The NY Times’s 1619 Project, headed by Hannah-Jones, attempts to redefine the nation’s founding and history around the first arrival of slaves in the colonies in 1619. 

UNC’s refusal to grant the tenured position to Hannah-Jones drew intense backlash from faculty and students, as well as academics and journalists.
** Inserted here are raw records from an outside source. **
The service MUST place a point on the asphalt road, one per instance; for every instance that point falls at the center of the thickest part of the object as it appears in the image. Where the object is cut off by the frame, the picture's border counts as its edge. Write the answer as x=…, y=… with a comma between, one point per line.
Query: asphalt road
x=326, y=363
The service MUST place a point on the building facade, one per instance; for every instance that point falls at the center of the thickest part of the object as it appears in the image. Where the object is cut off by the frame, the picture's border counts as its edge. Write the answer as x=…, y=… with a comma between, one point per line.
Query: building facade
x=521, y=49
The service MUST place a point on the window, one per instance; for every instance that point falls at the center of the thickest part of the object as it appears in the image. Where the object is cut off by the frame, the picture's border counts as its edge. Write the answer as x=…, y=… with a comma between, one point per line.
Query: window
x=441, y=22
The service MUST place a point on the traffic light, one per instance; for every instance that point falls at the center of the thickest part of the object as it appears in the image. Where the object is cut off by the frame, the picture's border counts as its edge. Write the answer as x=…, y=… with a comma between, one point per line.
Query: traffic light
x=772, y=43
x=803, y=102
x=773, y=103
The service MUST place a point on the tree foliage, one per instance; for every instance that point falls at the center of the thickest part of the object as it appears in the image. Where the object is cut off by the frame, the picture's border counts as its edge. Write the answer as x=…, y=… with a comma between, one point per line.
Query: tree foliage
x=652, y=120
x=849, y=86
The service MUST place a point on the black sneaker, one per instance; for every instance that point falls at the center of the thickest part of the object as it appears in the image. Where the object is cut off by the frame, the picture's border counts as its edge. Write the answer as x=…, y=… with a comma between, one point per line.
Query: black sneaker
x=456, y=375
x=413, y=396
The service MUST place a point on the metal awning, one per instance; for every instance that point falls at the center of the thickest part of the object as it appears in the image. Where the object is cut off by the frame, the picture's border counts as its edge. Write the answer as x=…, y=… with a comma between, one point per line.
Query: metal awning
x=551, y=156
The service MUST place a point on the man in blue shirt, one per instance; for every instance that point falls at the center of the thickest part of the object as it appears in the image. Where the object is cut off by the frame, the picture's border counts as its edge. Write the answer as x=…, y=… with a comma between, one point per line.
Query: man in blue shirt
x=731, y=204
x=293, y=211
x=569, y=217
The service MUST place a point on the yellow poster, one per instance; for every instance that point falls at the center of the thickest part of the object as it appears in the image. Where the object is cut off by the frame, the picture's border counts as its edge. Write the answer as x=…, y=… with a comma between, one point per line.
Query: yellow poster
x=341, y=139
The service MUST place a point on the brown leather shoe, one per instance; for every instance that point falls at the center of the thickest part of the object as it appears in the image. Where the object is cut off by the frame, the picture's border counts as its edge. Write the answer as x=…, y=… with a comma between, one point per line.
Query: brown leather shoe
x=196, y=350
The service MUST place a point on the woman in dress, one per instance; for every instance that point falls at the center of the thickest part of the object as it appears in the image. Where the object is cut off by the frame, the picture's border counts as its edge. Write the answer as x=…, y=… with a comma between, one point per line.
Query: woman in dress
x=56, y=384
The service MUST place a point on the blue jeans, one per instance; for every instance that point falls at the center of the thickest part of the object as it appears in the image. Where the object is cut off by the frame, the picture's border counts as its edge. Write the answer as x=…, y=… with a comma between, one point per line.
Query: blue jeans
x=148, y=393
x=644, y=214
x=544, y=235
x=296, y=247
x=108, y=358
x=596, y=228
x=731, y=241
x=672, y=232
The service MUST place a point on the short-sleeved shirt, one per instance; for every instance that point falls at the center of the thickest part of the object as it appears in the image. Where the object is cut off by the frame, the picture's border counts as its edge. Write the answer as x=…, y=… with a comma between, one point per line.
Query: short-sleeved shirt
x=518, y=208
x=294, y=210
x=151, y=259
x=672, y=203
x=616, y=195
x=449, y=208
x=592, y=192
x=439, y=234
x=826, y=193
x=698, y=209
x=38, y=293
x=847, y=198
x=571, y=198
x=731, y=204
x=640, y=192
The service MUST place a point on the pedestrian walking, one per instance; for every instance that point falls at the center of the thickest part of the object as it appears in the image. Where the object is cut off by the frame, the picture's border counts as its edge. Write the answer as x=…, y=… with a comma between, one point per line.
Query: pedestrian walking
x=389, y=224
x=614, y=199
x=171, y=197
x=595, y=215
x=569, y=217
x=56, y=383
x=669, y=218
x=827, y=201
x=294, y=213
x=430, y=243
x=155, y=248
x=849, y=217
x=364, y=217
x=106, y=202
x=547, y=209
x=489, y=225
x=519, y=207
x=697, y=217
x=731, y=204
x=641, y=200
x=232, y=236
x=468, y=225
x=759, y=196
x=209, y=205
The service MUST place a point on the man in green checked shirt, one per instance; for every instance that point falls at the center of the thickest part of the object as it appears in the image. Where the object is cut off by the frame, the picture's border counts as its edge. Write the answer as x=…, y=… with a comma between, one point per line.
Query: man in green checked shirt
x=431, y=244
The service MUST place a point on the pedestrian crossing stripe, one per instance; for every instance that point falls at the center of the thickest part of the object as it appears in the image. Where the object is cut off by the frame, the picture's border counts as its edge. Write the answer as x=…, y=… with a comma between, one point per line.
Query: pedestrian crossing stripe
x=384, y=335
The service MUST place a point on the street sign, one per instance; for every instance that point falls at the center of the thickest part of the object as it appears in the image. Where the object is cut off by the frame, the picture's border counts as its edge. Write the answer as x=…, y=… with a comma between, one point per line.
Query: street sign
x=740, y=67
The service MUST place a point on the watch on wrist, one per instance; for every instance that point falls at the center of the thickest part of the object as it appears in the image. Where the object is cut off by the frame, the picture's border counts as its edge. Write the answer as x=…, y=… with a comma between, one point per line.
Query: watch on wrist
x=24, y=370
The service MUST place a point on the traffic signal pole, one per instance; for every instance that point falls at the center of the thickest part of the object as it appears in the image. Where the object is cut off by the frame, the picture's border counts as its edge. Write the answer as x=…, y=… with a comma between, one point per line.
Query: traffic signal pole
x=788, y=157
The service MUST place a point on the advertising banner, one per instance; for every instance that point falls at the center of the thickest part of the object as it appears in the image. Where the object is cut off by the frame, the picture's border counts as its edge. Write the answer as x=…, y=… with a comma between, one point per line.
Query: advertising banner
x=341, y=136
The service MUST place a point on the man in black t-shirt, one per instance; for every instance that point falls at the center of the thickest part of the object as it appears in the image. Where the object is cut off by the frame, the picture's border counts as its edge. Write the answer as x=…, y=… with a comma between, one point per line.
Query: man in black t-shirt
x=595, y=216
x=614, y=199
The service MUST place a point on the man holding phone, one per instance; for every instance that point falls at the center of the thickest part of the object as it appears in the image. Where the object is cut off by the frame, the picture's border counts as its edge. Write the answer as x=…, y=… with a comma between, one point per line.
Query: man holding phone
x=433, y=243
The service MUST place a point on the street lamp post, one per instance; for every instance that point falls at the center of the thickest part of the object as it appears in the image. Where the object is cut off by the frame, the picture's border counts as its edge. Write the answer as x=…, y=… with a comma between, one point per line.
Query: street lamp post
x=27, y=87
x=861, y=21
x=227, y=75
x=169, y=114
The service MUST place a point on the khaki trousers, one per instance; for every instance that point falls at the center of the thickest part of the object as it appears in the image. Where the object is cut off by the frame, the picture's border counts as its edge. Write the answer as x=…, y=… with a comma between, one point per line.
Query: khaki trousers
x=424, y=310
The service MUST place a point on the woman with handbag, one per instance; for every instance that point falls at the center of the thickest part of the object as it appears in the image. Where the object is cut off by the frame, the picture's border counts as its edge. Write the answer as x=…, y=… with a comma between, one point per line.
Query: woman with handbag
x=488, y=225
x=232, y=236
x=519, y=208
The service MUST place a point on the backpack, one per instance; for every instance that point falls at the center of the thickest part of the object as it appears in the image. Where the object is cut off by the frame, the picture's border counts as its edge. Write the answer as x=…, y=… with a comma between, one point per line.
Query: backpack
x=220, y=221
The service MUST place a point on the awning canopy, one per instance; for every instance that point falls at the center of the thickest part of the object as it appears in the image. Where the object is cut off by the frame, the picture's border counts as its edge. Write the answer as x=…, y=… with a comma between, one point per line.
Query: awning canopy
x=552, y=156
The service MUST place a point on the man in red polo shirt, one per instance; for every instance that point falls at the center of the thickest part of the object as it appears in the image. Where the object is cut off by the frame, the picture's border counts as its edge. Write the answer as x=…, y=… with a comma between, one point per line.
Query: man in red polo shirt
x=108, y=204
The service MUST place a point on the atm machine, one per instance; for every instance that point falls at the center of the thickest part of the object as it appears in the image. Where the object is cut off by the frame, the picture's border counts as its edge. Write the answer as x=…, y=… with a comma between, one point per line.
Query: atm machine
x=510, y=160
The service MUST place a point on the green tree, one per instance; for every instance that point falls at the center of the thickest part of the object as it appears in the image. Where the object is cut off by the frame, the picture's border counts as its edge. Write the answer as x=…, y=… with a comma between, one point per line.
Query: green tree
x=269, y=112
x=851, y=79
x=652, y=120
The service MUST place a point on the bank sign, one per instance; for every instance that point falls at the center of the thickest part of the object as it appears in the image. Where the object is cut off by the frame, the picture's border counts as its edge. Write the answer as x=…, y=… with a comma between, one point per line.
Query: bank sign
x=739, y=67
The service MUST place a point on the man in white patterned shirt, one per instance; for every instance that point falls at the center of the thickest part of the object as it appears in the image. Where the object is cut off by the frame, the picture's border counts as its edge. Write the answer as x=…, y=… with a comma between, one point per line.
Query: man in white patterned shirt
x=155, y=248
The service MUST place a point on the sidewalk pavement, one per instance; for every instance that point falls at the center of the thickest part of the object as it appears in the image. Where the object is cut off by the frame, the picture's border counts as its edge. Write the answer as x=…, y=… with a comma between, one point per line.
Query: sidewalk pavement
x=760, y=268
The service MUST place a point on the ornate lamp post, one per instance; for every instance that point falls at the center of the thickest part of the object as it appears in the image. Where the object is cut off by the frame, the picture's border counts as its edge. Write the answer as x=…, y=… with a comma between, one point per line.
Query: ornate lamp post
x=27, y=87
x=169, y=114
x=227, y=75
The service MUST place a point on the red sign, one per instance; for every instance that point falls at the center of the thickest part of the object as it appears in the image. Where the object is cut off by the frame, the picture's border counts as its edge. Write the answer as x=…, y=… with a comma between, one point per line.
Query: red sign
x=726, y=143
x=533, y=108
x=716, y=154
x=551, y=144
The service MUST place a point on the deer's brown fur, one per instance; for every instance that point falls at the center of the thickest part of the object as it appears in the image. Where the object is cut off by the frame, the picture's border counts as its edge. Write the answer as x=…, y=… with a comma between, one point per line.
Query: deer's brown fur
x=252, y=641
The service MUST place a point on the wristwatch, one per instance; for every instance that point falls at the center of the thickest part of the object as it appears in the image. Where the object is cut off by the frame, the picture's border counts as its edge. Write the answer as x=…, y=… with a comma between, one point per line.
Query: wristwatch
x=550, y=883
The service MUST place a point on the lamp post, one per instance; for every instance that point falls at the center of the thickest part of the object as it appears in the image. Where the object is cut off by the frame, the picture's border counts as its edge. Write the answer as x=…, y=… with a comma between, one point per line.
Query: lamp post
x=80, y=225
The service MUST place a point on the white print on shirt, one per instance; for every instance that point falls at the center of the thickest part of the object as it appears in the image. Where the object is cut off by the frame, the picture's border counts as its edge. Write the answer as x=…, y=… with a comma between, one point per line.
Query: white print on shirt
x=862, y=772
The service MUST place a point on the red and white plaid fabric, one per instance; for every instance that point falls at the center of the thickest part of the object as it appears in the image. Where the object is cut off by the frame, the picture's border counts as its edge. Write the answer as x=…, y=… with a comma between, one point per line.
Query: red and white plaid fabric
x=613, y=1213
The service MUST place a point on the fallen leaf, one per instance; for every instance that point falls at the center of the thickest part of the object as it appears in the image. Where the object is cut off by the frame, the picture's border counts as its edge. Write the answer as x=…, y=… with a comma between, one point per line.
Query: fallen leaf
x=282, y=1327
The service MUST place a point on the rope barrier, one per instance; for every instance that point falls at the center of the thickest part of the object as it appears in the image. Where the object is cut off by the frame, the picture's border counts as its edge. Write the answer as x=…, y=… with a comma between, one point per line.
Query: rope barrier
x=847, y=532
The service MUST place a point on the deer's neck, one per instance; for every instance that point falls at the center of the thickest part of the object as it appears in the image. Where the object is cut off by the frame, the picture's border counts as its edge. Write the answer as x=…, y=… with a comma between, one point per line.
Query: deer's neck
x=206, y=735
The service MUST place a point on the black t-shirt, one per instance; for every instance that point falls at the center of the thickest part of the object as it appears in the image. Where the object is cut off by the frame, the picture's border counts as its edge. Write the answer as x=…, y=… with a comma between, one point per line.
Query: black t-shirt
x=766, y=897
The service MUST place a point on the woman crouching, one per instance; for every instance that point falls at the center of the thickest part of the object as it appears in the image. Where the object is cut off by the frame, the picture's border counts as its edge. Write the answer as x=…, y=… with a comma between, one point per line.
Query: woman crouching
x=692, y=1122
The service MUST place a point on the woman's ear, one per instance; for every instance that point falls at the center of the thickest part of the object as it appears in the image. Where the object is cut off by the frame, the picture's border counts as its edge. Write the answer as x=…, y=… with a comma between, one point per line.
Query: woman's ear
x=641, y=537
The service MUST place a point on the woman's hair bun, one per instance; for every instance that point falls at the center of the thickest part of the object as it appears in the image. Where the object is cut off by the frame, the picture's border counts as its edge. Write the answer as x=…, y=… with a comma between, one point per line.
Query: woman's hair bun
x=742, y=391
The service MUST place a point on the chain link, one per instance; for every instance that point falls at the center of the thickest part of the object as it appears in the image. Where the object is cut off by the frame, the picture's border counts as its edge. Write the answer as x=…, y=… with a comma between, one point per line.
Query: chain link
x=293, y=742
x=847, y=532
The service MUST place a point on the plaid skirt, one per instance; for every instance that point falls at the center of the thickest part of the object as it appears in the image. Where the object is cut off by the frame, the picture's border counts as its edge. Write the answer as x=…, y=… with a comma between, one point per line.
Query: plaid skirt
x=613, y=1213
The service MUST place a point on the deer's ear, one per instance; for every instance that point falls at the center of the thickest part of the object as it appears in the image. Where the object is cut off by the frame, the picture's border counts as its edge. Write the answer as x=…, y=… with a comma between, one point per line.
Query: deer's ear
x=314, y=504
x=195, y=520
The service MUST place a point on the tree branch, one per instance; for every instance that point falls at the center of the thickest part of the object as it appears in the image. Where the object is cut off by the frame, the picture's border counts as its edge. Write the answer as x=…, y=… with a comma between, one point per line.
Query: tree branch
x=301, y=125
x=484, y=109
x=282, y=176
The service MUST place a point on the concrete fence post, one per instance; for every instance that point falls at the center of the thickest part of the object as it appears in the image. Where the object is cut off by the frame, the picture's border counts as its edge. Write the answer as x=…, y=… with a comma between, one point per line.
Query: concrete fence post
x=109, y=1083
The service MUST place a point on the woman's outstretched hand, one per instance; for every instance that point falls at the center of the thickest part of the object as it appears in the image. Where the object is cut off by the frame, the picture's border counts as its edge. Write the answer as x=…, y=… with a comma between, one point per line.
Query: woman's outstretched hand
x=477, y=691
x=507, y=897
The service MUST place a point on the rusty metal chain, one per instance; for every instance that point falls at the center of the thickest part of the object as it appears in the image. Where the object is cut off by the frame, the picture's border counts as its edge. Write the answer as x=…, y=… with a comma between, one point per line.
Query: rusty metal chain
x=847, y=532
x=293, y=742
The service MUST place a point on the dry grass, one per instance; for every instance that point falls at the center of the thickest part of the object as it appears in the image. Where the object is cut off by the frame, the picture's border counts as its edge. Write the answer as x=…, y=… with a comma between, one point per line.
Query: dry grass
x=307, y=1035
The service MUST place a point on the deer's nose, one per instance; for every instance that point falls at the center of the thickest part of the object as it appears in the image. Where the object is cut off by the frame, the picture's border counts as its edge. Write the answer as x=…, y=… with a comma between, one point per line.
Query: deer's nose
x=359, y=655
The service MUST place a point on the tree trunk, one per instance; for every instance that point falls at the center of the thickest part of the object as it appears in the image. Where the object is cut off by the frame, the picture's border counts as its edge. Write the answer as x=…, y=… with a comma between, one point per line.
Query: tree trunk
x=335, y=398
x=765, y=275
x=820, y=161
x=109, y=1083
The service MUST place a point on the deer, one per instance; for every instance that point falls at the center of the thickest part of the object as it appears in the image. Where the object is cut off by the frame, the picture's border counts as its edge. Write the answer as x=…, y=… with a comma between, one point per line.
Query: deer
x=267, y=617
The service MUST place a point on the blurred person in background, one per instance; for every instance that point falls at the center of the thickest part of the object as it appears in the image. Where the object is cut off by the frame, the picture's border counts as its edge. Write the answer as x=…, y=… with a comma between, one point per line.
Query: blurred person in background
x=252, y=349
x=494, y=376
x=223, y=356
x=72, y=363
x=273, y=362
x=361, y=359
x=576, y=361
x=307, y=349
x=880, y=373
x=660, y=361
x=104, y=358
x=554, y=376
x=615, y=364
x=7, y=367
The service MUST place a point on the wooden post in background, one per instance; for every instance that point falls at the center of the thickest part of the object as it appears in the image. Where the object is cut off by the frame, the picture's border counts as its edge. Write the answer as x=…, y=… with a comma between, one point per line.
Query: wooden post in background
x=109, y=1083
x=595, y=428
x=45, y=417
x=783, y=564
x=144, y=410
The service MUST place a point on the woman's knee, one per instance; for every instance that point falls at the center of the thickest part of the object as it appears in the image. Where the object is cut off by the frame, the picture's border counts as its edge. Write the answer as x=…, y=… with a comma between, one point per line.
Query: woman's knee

Hannah-Jones subsequently informed the university that she was considering legal action

Because of the pressure placed on the board of trustees, and the threatened litigation, on June 30 of 2021 UNC decided to backtrack and grant Hannah-Jones tenure.

[RELATED: Nikole Hannah-Jones brags about tricking audience into thinking MLK quotes were her words]

Instead, in July of that year, Hannah-Jones accepted a similar position at Howard University in Washington D.C., where she raised more than $20 million for the Center for Journalism and Democracy at the university. 

According to the student newspaper The Daily Tar Heel, the amount of Hannah-Jones’s settlement with UNC-Chapel Hill is $74,999.99.

UNC-Chapel Hill’s media relations team provided Campus Reform with the following quote from David Boliek UNC-Chapel Hill Board of Trustees: “The steps taken to resolve the lingering potential legal action posed by Ms. Hannah-Jones will hopefully help to close this chapter and give the University the space to focus on moving forward.”

Campus Reform reached out to current students attending UNC for Chapel Hill for comment. This article will be updated accordingly.